Bölüm 2 2: Şınavlarınızı Tamamlama
- bir Yumuşak ve sabit bir hareketle göğsünüzü neredeyse yere indirin. Derin nefes alın ve yavaş ilerleyin - bu bir yarış değil! Boynunuzu, sırtınızı ve bacaklarınızı aynı hizada tutun. Dirseklerinizi bükün ve vücudunuza 45 derece ila 90 derece açılarla dışa doğru yayılmasına izin verin. Göğsünüz dirseklerinizden daha aşağıda olana kadar aşağı inin - isterseniz göğsünüz yere değene kadar aşağı inebilirsiniz, ancak sadece omuz rahatsızlığı hissetmezseniz.
- Kendinize iyi şınavların hızlı, sarsıntılı, yukarı aşağı hareketler yerine yumuşak, sabit, eşit hareketler gerektirdiğini hatırlatmaya devam edin.
- Klasik bir itme sırasında dirsekleriniz 45 dereceden fazla açıda açılmamalıdır. Geniş bir şınav sırasında onları bundan daha fazla genişletmek gerekir, ancak omuz tendonunda gerginlik riskiniz, 90 dereceye yaklaştıkça artar.
- 2 Vücudunuz 'aşağı' pozisyondayken kısa bir süre duraklayın. Göğsünüzü aşağı indirmeyi bıraktığınızda, pozisyonunuzu bir anlığına koruyun. Bu anda, çekirdek kaslarınızı (hala bağlı olduklarından emin olarak) ve kürek kemiklerinizi (dağılmış hissettiklerini teyit ederek) hızlı bir şekilde zihinsel olarak kontrol edin.
- Bir matkap gibi yerden yukarı aşağı zıplamaya çalışmayın! Yavaş ve istikrarlı gitmeyi unutmayın.
- 3 Başlangıç pozuna geri dönerken yavaşça nefes verin. Avuç içlerinizi, zemini vücudunuzdan uzaklaştırmak için kullandığınızı hayal edin! Kendinizi yavaşça ve yumuşak bir şekilde yukarı kaldırırken vücut hizanızı ve çekirdek bağlantınızı koruyun. Dirsekleriniz yerine oturana kadar devam edin.
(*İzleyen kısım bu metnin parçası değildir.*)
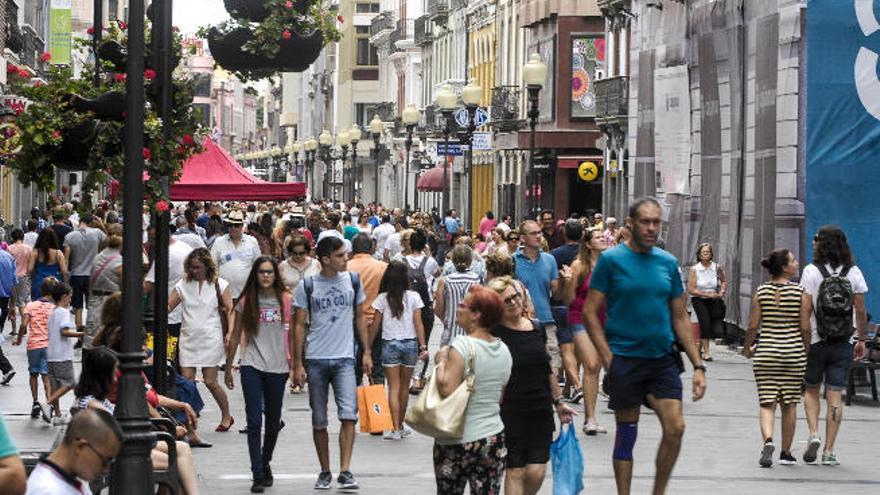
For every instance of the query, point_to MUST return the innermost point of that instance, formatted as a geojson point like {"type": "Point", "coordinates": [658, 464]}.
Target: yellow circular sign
{"type": "Point", "coordinates": [588, 171]}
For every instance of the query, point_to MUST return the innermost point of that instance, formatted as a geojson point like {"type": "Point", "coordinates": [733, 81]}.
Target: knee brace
{"type": "Point", "coordinates": [625, 440]}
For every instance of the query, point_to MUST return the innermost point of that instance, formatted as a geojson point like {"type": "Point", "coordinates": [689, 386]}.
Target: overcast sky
{"type": "Point", "coordinates": [189, 15]}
- Dirseklerinizi tekrar kilitli pozisyonlara getirmeyin. Yavaş ve kasıtlı olarak gidin!
- 4 Amaçladığınız seti tamamlayana kadar işlemi tekrarlayın. Başlangıç pozunda sadece bir an duraklayın, ardından başka bir şınav için aşağı inin. Yeni başlıyorsanız, bir sette yaklaşık 8-10 tekrar (tekrar) yapmayı hedefleyin; ancak, henüz bu kadar çok yapamazsanız, sorun değil!
- Zamanla, set başına yaklaşık 20-30 şınav tekrarı yapmayı hedefleyin. Formunuzu kaybetmeden 30'dan fazla yapabiliyorsanız, ayaklarınızı bir basamağa veya alçak bir bankta kaldırarak zorluğu artırın.
- 5 Haftada 2-3 kez 3-4 set tamamlayın. Şınav harika bir antrenmandır, ancak aşırıya kaçmayın! Bir seti tamamladıktan sonra 1-2 dakika bekleyin, ardından bir tane daha yapın, ardından isterseniz işlemi 2 defaya kadar daha tekrarlayın.
- Setlerinizi tamamladıktan sonra, başka bir şınav egzersizi yapmadan önce yaklaşık 48 saat bekleyin. Kaslarınıza dinlenmesi ve iyileşmesi için zaman tanımanız önemlidir.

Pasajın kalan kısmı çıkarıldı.